Honnold is the first person to free solo the granite monolith. (AP/National Geographic: Jimmy Chin)
Alex Honnold had dreamed about climbing the mighty El Capitan in Yosemite National Park without any safety gear for eight years, but every time he looked up the massive granite wall he found it too daunting.
That was the case until last weekend, when the elite rock climber reached the summit in about four hours without a rope.
The 31-year-old on Sunday (AEST) became the first to climb the 914-metre granite wall alone without a safety harness or ropes to catch him if he fell.
“I was pretty much elated. I was probably the happiest I’ve ever been,” Honnold said of reaching the top.
“It’s something that I thought about for so long and dreamed about and worked so hard for. I mean, it’s pretty satisfying.”
Honnold, who grew up in Northern California, began preparing for his historic climb two years ago.
He scaled the route countless times, rehearsing it while climbing with protective gear and memorising each hole he had to grab and the way he had to position his body until he felt comfortable enough to attempt the “free solo” climb.
Alex Honnold had nothing to catch him but the ground if he had fallen. (Instagram/Jimmy Chin)
The most difficult part of the route is about 700 metres off the ground, where there are very small holds where only a thumb can fit. But even more challenging was overcoming the mental hurdle.
“Each year I would show up and it would seem just much too daunting,” said Honnold, who has been climbing for 20 years.
“To walk up to the base of the climb without rope and harness, it just feels a little outrageous. Getting over that side of it was the hardest part.”
Observers said his climb pushed the limits in a sport that requires a high level of athleticism, risk-taking and mental focus.
“This has never been done before … and it’s hard to imagine anybody ever coming close to what he’s done,” said Daniel Duane, author of El Capitan: Historic Feats And Radical Routes.
‘Much too daunting’ … Honnold once thought climbing El Capitan in such a way was “outrageous”. (Flickr: John Krzesinski)
“He is totally alone at the top of his game.”
Honnold grew up in the suburbs of Sacramento where he began practising indoor rock climbing at age 11.
He dropped out of the University of California Berkeley to conquer major summits around the world.
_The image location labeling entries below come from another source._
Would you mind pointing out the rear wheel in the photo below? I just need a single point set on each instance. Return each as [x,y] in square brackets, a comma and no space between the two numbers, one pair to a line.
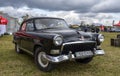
[84,61]
[17,49]
[41,61]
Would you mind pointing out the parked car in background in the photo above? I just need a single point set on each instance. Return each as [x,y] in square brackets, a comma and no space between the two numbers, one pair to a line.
[51,41]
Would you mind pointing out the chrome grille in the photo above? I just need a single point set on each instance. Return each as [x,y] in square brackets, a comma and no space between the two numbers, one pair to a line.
[78,47]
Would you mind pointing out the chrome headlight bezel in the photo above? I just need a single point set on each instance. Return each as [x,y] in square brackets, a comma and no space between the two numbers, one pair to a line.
[101,37]
[58,40]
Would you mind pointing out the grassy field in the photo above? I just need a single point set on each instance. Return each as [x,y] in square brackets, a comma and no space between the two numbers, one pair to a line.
[13,64]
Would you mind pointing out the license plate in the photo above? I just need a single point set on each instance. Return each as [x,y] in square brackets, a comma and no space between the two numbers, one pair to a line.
[84,54]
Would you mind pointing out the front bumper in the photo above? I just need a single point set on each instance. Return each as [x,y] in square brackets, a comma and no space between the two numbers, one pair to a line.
[70,56]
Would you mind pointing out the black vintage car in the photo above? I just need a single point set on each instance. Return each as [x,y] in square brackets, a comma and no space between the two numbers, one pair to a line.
[51,41]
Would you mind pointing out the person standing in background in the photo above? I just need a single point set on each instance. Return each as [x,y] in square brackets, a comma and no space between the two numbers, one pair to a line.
[3,23]
[0,26]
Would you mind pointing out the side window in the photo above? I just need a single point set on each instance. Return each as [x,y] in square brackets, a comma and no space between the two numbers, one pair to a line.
[39,24]
[30,26]
[23,28]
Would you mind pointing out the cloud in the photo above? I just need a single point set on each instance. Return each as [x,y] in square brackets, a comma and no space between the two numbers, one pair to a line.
[80,6]
[73,11]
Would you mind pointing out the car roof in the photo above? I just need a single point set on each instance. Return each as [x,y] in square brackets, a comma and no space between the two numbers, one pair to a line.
[43,18]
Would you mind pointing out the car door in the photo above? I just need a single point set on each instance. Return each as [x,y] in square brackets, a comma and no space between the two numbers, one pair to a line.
[26,37]
[29,40]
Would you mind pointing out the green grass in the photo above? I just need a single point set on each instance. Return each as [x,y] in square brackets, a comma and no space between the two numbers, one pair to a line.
[13,64]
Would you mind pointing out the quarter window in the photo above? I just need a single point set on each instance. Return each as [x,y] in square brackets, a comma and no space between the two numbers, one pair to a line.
[30,26]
He was among several elite rock climbers whose endorsements were dropped by energy food company Clif Bar in 2014 following the release of a documentary about climbers who were risking their lives by forgoing safety gear.
Honnold brushed off criticism by those who say he was being reckless by not wearing protective gear.
“I could see how for a non-climber it might seem completely insane,” he said.
“But I’ve devoted 20 years to climbing and probably six or seven to this particular project.
“It’s not like I’m just some crazy kid who in the spur of the moment decided to do this crazy thing. It took years of effort.”
It took Tommy Caldwell and Kevin Jorgeson almost three weeks to climb the Dawn Wall with gear. (Instagram: coreyrichproductions)
Climbing El Capitan used to take days to complete with the aid of ropes, safety gear and a partner.
In the past few decades, speed climbers working in tandem and using ropes have set records in reaching the top of the steep cliff.
In January 2015, Tommy Caldwell and Kevin Jorgeson became the first to “free climb” the Dawn Wall — a particularly steep route to the top of El Capitan — by grabbing just the rock and using ropes only to catch them if they fell. They did it in 19 days.
Honnold is first to climb the iconic rock alone without protection and did so in mere hours.